/dind

Docker-in-docker

Primary LanguageDockerfileGNU General Public License v3.0GPL-3.0

Docker-in-docker

This repository is used to keep what I have learned about docker-in-docker.

Prerequisites

First of all, you have to have the docker-ce installed on your system, follow the instructions below to install docker and docker-compose:

## Install docker rootless
$ curl -fsSL https://get.docker.com/rootless | sh
$ sudo apt update && apt install -y docker-compose

## For Alpine Linux users
$ sudo apk update && sudo apk add docker docker-compose
## Add current user to docker group
$ sudo usermod -aG docker $USER

## For Alpine Linux users
$ sudo addgroup $USER docker

After then, edit .env file if needed. This is optional. Default values are:

USER_ID=dind
USER_PW=password
PORT=1022

these are username and password for the user you will use to manipulate with the experiment.
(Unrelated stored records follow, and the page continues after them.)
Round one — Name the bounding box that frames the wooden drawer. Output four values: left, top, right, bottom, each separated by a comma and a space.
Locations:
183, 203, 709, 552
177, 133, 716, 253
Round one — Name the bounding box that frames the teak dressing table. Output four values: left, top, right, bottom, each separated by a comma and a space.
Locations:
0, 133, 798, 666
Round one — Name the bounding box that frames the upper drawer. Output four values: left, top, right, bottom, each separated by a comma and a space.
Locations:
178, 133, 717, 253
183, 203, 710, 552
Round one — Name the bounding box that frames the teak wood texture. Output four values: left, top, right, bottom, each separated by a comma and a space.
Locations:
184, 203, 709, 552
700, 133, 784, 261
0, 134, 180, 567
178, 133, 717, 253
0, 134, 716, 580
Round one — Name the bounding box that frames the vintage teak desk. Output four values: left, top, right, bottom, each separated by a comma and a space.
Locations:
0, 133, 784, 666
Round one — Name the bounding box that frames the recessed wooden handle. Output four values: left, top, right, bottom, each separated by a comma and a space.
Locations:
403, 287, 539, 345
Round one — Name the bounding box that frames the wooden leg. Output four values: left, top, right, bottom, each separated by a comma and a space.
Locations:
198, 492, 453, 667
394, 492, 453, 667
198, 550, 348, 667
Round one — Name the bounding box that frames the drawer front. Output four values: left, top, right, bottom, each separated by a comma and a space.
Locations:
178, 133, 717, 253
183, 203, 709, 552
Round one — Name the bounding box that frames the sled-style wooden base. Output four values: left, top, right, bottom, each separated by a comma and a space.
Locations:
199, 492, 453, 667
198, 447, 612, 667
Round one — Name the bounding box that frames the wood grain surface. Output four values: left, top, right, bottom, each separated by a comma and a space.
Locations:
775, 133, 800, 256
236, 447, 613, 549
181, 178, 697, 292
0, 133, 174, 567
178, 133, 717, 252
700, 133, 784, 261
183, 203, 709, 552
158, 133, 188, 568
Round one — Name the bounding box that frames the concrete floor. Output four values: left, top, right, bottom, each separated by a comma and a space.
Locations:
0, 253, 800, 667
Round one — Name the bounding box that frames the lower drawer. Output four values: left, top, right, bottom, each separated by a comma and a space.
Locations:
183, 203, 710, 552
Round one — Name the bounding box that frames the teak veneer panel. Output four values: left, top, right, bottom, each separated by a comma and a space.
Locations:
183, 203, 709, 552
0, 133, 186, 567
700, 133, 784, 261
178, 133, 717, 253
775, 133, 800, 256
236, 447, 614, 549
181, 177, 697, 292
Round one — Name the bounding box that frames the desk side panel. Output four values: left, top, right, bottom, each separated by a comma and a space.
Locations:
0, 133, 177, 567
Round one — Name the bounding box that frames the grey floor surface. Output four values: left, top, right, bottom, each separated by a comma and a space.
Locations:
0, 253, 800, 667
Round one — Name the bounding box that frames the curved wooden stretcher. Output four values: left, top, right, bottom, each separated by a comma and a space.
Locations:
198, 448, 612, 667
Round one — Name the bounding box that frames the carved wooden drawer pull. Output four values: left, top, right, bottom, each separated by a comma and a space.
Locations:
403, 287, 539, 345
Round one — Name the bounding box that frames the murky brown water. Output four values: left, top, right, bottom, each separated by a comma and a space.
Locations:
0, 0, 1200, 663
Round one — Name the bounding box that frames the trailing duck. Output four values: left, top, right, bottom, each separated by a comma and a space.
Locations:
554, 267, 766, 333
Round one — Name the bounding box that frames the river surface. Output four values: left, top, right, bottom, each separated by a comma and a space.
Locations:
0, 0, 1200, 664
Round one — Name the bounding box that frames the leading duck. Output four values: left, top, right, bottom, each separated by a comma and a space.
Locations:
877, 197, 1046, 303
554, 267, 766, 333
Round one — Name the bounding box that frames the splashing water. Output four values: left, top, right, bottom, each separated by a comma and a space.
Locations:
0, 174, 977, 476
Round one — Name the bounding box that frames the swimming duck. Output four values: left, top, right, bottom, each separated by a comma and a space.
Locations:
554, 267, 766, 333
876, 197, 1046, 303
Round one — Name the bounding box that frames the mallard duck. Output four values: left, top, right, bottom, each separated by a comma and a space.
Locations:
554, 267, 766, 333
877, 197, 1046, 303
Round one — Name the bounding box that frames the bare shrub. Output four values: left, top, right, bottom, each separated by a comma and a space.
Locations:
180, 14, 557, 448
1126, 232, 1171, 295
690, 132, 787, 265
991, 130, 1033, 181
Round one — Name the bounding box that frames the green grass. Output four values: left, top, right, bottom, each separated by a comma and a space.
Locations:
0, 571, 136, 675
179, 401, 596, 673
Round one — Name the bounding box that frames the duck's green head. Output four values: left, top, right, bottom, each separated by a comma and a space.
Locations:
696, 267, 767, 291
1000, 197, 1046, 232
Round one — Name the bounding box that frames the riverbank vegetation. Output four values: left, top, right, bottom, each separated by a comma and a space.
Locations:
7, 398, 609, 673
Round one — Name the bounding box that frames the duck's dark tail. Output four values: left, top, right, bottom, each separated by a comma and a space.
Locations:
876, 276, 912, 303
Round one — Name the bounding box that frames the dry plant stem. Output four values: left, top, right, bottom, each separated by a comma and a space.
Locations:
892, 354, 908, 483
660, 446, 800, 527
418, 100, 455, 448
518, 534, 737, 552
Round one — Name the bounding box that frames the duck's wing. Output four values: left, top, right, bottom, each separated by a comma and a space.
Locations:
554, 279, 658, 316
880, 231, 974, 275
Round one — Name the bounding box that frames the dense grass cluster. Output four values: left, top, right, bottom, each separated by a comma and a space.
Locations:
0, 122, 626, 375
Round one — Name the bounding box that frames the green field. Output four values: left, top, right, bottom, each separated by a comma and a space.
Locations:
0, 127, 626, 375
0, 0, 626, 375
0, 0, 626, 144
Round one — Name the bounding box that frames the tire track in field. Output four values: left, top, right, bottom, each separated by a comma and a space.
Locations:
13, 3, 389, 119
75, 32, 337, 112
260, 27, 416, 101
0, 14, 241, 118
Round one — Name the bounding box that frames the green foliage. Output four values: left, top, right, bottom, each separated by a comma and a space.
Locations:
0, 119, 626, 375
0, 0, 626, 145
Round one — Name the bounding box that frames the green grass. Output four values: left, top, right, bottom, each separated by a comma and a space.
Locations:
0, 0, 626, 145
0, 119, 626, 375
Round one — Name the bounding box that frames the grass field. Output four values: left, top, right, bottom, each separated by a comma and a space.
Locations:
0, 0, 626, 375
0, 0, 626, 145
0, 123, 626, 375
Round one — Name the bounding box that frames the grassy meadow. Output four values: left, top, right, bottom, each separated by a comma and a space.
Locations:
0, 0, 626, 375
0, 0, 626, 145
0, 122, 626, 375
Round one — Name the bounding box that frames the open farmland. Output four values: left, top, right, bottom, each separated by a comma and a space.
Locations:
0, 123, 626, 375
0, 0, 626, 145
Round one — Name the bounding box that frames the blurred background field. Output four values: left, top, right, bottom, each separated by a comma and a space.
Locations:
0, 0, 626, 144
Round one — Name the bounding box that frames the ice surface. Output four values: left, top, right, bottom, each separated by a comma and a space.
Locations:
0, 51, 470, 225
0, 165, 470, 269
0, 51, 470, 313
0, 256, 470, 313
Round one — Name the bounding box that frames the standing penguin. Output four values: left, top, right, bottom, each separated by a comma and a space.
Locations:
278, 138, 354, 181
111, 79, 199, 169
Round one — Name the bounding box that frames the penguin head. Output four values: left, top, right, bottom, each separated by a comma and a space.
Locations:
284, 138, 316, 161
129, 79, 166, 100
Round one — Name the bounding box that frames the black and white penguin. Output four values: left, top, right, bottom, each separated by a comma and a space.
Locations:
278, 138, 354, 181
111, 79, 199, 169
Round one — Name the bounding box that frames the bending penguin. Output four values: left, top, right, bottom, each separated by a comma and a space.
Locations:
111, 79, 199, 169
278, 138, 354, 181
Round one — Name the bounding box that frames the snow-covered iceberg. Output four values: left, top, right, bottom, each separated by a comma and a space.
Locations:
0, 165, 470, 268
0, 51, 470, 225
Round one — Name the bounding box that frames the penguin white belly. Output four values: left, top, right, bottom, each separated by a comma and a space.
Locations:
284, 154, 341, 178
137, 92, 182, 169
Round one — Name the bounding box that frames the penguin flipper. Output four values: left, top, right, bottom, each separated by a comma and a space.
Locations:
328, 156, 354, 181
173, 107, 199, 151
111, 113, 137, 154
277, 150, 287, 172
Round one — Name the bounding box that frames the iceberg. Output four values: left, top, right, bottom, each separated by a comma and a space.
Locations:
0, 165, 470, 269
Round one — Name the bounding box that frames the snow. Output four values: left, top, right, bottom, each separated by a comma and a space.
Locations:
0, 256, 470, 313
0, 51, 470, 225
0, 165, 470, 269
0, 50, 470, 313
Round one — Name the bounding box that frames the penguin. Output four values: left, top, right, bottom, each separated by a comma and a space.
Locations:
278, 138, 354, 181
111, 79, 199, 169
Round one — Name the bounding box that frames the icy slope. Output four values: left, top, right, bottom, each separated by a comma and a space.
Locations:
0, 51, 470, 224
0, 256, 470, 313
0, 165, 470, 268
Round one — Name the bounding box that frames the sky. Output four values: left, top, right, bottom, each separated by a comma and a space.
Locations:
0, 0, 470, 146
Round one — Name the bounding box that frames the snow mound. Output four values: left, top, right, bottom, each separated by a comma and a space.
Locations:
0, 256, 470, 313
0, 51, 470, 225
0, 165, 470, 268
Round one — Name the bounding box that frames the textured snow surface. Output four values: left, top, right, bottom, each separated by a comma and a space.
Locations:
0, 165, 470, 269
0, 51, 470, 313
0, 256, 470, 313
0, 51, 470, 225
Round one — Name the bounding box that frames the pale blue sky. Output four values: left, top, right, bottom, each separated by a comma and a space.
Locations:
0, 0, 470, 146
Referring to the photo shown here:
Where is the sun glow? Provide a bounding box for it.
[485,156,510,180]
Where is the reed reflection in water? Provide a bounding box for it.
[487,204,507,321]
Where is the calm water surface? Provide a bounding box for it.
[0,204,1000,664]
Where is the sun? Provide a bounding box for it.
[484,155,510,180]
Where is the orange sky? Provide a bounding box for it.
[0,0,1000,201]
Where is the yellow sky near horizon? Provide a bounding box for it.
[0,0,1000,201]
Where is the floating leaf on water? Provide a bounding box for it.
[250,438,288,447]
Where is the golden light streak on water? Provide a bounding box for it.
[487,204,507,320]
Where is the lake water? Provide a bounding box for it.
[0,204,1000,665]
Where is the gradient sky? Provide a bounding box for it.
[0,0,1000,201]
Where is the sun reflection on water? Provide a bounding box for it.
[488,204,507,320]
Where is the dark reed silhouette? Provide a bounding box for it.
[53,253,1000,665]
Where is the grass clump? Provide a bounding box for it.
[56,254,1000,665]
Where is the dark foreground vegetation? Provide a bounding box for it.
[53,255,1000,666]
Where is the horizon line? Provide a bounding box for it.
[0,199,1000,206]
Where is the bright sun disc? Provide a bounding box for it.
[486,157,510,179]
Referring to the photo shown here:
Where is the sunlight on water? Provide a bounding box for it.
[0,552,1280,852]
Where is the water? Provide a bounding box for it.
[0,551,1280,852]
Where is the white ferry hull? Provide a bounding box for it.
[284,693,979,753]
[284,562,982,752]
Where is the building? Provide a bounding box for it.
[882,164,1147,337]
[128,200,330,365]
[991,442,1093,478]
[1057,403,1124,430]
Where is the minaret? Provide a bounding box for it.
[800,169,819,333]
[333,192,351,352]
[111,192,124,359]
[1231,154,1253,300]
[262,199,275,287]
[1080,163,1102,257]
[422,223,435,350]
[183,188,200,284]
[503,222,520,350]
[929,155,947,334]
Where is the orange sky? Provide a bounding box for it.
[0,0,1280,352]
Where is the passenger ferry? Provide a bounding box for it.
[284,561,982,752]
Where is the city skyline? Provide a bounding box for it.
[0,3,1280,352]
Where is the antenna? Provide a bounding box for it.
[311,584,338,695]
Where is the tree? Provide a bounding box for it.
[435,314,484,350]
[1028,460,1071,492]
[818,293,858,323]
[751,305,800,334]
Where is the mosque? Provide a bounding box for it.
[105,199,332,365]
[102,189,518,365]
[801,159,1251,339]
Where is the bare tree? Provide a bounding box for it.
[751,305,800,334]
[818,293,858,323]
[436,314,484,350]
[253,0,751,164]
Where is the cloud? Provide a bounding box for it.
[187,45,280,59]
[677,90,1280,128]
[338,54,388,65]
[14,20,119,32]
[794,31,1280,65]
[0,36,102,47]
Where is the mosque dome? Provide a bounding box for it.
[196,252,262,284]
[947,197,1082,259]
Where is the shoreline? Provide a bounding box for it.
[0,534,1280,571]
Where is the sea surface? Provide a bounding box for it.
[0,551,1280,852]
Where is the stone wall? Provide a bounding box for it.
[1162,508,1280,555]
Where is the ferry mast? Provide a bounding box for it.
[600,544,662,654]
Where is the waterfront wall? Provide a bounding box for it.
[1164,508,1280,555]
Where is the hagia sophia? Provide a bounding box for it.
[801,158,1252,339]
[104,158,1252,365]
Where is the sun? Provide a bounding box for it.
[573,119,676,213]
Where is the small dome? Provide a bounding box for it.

Both root and USER_ID users use the same password USER_PW. PORT is used to forward SSH port to.

Experiment

If you want to run the experiment right away, modify docker-compose.yml file with following settings:

version: "3"
services:
  dind:
    image: docker.pkg.github.com/tuan-l/dind/dind:1.0
    container_name: docker-in-docker
    ports:
      - "${PORT}:22"  # ssh port
    working_dir: /workspace
    volumes:
      - "/var/run/docker.sock:/var/run/docker.sock"
      - "./files:/workspace/"

Run the following commands to build and run the experiment:

docker-compose up

SSH into main container by the following commands:

# user is the username you have defined before
$ ssh user@localhost -p 1022

then type in your password to login.

Inside this container you could working with docker as normally, the only prolem we face here is docker volume, you could not bind mount correctly in nested containers.

You also could use Tera Term, PuTTy, WinSCP or FileZilla to manipulate with the system.